Yahoo CEO Marissa Mayer has asked for her bonus to be distributed to employees

Marissa Mayer, President and CEO of Yahoo, participates in a panel discussion at the 2015 Fortune Global Forum in San Francisco
Reuters/Elijah Nouvelage
Tough luck.
  • Alison Griswold
By Alison Griswold

Reporter

This article is more than 2 years old.

Yahoo CEO Marissa Mayer is paying for the unprecedented security breaches that took place on her watch.

For 2016, Yahoo’s board decided not to award Mayer her cash bonus because of a security breach that affected more than 500 million accounts in 2014. An independent committee investigating that breach and several other incidents found that ”certain senior executives did not properly comprehend or investigate, and therefore failed to act sufficiently upon, the full extent of knowledge known internally by the Company’s information security team,” Yahoo said in an SEC filing today.

In addition to forgoing her 2016 bonus, Mayer has “offered to forgo any 2017 annual equity award given that the 2014 Security Incident occurred during her tenure,” the filing states, adding, “the Board accepted her offer.”

Where will that money go? In a post on Tumblr—of course—Mayer said she has asked for her bonus to be divided among Yahoo employees. “I have agreed to forgo my annual bonus and my annual equity grant this year and have expressed my desire that my bonus be redistributed to our company’s hardworking employees, who contributed so much to Yahoo’s success in 2016,” Mayer wrote.

Security breaches have dogged Yahoo. This past September, the company disclosed the 2014 hack million users, in what appeared to be a state-sponsored attack. Three months later, Yahoo had even worse news: another, unconnected breach had compromised more than 1 billion accounts.

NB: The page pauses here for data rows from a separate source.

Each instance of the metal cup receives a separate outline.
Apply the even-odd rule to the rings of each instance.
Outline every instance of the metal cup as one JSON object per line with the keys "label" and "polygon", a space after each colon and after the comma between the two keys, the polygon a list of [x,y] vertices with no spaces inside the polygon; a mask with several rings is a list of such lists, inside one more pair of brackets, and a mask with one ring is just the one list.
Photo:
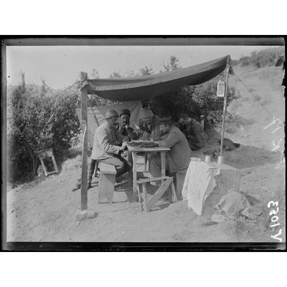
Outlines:
{"label": "metal cup", "polygon": [[209,164],[211,162],[211,157],[210,155],[206,155],[205,159],[204,159],[204,162],[207,164]]}
{"label": "metal cup", "polygon": [[217,159],[217,163],[219,165],[224,165],[224,157],[223,156],[218,156],[218,158]]}

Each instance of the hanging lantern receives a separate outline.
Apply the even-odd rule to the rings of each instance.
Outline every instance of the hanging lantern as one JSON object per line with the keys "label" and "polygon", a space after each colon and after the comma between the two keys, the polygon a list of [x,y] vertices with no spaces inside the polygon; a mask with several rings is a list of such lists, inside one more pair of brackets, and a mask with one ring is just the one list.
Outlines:
{"label": "hanging lantern", "polygon": [[217,83],[217,96],[224,97],[225,84],[223,81],[220,80]]}

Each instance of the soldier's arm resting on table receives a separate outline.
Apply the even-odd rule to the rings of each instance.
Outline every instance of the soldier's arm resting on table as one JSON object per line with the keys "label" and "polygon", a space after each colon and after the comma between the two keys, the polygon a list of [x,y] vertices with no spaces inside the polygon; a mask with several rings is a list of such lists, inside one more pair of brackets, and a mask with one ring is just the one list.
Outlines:
{"label": "soldier's arm resting on table", "polygon": [[164,140],[166,139],[168,136],[168,134],[166,134],[162,136],[159,136],[158,137],[155,137],[153,138],[154,141],[158,141],[159,140]]}
{"label": "soldier's arm resting on table", "polygon": [[175,145],[175,144],[180,140],[179,137],[175,133],[171,132],[170,133],[167,134],[167,135],[165,135],[163,137],[165,136],[167,136],[166,139],[157,141],[160,146],[171,148],[171,147]]}

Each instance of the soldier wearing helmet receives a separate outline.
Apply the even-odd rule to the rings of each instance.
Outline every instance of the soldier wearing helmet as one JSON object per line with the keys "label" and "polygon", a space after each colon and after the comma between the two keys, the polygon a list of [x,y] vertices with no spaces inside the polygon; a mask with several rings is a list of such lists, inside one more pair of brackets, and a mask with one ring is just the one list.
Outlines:
{"label": "soldier wearing helmet", "polygon": [[118,134],[131,139],[137,139],[137,135],[135,133],[133,129],[130,127],[130,118],[131,112],[127,109],[124,109],[120,111],[119,123],[117,128]]}
{"label": "soldier wearing helmet", "polygon": [[144,107],[139,114],[139,128],[142,131],[142,139],[148,139],[160,136],[162,132],[157,125],[158,117],[147,107]]}
{"label": "soldier wearing helmet", "polygon": [[[105,121],[101,124],[95,132],[94,138],[94,146],[90,158],[90,162],[99,163],[104,163],[113,165],[116,168],[117,173],[116,177],[119,176],[129,171],[132,168],[131,164],[120,156],[120,152],[123,151],[127,146],[127,141],[122,140],[122,136],[118,137],[117,132],[119,115],[114,110],[109,110],[105,117]],[[121,141],[123,141],[121,146]],[[92,176],[93,174],[89,172],[91,167],[88,170],[88,189],[91,187]],[[91,174],[90,174],[91,173]],[[89,178],[91,177],[91,178]],[[77,190],[81,188],[81,178],[78,178],[76,186],[73,191]]]}

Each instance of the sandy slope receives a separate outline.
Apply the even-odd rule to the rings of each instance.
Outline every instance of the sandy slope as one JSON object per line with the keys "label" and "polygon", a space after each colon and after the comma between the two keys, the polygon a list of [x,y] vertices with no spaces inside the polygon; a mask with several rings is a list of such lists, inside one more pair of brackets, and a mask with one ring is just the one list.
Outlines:
{"label": "sandy slope", "polygon": [[[281,70],[268,67],[260,71],[235,67],[238,76],[254,93],[270,112],[283,121],[284,106],[281,98]],[[270,73],[272,76],[269,77]],[[230,84],[235,84],[232,78]],[[278,87],[279,86],[279,87]],[[282,131],[274,134],[271,127],[263,128],[271,121],[270,116],[254,101],[245,88],[239,84],[243,107],[248,123],[252,150],[260,182],[259,192],[250,156],[246,131],[238,129],[228,136],[241,144],[234,152],[226,152],[227,164],[242,171],[240,190],[253,205],[264,206],[278,200],[285,193],[285,169],[275,167],[279,162],[280,152],[272,152],[272,140],[283,139]],[[229,107],[239,113],[239,102]],[[279,150],[282,150],[283,142]],[[218,148],[215,140],[209,147]],[[202,151],[195,153],[204,157]],[[80,191],[70,190],[80,170],[51,175],[25,184],[7,193],[7,241],[140,241],[140,242],[277,242],[271,238],[277,229],[263,231],[262,221],[246,223],[228,221],[206,226],[187,207],[187,202],[170,204],[159,202],[149,213],[141,212],[138,203],[132,203],[132,189],[127,182],[115,187],[114,203],[97,203],[97,179],[88,191],[88,206],[98,212],[96,218],[77,222],[76,211],[79,208]],[[285,241],[285,195],[279,200],[277,214],[282,238]]]}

Those breaches have been bad for business. Over last summer, Verizon agreed to acquire Yahoo’s core businesses—deemed “worthless” by Wall Street—for $4.8 billion. Late last month, the telecom giant used Yahoo’s poor record on cybersecurity to slash that offer by $350 million.

Today’s SEC filing leaves little doubt that Yahoo executives were at fault. ”The relevant legal team had sufficient information to warrant substantial further inquiry in 2014, and they did not sufficiently pursue it,” the filing states. “As a result, the 2014 Security Incident was not properly investigated and analyzed at the time, and the Company was not adequately advised with respect to the legal and business risks associated with the 2014 Security Incident.”

Mayer might be out a chunk of cash, but she made out better than Yahoo general counsel Ronald Bell. He resigned Wednesday. No payments were made by Yahoo in connection with his departure.